Parkinson's disease (PD) is a neurodegenerative disorder characterized by the loss of dopaminergic neurons of substantia nigra and exhibit clinical symptoms like tremor, rigidity, postural instability etc. Gene therapy of PD relies on two strategies i.e. i) resoration of dopamine (DA) level in brain by the therapeutic delivery of gene encoding human tyroxine hydroxylase (TH), a rate limiting enzyme in DA synthesis and ii) neuroprotective measure to prevent loss of dopaminergic neurons of substantia nigra by delivering the neurotrophic factors genes [5]. Direct infusion of defective HSV carrying the TH gene into the striatum of animal model of PD had reduced motor dysfunctions of PD. Biochemical recovery included increases in both striatal tyrosine hydroxylase enzyme activity and in extracellular dopamine concentrations [15]. Loss of DA neurons of substantia nigra is also linked to the dysregulation of inhibitory and excitatory neurotransmission. Inhibitory neurotransmitter GABA synthesis is catalyzed by the enzyme glutamatic acid decarboxylase (GAD). Clinical trials that involved direct infusion of AAV vectors encoding GAD into the subthalamic nucleus exhibited the improvement of the motor symptoms of PD mainly on the side of the body contralateral to the treatment site in the brain without any adverse effect [16].

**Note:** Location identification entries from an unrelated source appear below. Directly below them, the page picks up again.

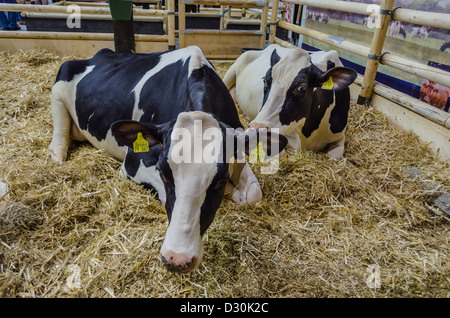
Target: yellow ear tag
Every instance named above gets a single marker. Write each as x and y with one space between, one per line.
328 85
140 145
257 154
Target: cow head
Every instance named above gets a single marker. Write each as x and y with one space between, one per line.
288 89
194 167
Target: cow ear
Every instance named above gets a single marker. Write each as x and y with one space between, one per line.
261 143
337 78
127 131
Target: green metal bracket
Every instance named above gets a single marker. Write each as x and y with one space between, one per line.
121 10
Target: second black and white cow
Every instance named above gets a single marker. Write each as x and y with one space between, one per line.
305 95
172 121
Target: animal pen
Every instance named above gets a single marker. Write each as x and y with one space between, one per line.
324 226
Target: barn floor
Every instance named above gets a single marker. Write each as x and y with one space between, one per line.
79 230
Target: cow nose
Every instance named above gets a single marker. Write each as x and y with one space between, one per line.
257 126
181 263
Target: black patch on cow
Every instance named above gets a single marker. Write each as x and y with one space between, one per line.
274 59
70 69
339 114
214 196
322 99
298 106
330 65
208 93
106 94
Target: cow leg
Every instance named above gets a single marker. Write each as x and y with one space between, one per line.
61 130
336 149
233 93
248 189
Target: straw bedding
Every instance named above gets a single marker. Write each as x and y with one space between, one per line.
77 229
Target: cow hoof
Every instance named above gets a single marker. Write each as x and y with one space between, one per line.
250 195
336 153
58 155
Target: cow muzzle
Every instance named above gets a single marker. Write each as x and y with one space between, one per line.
257 126
180 263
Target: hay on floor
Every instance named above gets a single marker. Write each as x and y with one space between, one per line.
78 229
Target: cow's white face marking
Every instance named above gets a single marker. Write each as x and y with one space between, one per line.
191 181
283 74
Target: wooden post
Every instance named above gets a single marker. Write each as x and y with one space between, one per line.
181 23
171 23
375 52
222 18
265 12
273 21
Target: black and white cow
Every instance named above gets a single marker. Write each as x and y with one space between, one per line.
305 95
174 104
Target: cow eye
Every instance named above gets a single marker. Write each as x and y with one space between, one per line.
221 183
300 90
266 86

Huntington disease (HD) is a neurodegenerative disorder characterized by chorea, dystonia, cognitive deficiencies etc. resulting from the mutation ofHuntingtin gene (HTT) that involve the expression of a trinucleotide (CAG) repeat that encodes glutamine. Overexpansion of the trinucleotide renders the huntingtin protein to attain an abnormal conformation with cytotoxic effect [17]. Silencing of HTT gene through RNA interference conducted by siRNA delivery by AAV in the brain has shown efficacy in mouse model of HD [18]. The first clinical trial of gene therapy of HD is in progress. It uses antisense oligonucleotides that do not distinguish between mutant and normal HTT mRNA. It is anticipated that suitable vector mediated knock out of mutant HTT and its replacement with wild copy of HTT gene will provide next generation of therapies for HD [17]. Canavan disease is a rare autosomal recessive leukodystrophy caused by the mutation of ASPA gene encoding aspartate cyclase. Due to the mutation of this gene and loss of enzymatic activity of the protein thereby, increased concentration of its substrate i.e. N-acetyl aspartate (NAA) is accumulated in the brain leading to spongiform degeneration of white matter and severe impairment of psychomotor development [3]. It has been reported that intraparenchymal delivery of AAV vector carryinf ASPA gene in a number of brain sites of many Canavan disease patients resulted in the decrease of the elevation of NAA, slowing down of brain atrophy and improvement of seizure frequency associated with this disease [19]. X-linked Adrenoleukodystrophy (X-ALD) is a neurodegenerative disease in which demeyelination occurs due to the mutation of ABCD1 gene and loss of function of ALD protein. Gene therapy for this disease requires the patients to be in the early stage of the disease. In one study infusion of autologous CD34+ cells in 17 boys with a lentiviral vector that contained ABCD1 cDNA resulted into functional expression of ALD protein. Results of this study suggested the promise of gene therapy in early-stage cerebral adrenoleukodystrophy [20].


The use of gene therapy to target the central nervous system presents many technical and biological challenges. These may be overcome by using proper gene vector delivery strategies. Overall recent experimental and human studies suggest that gene therapy for neurodegenerative disorders bears good prospect.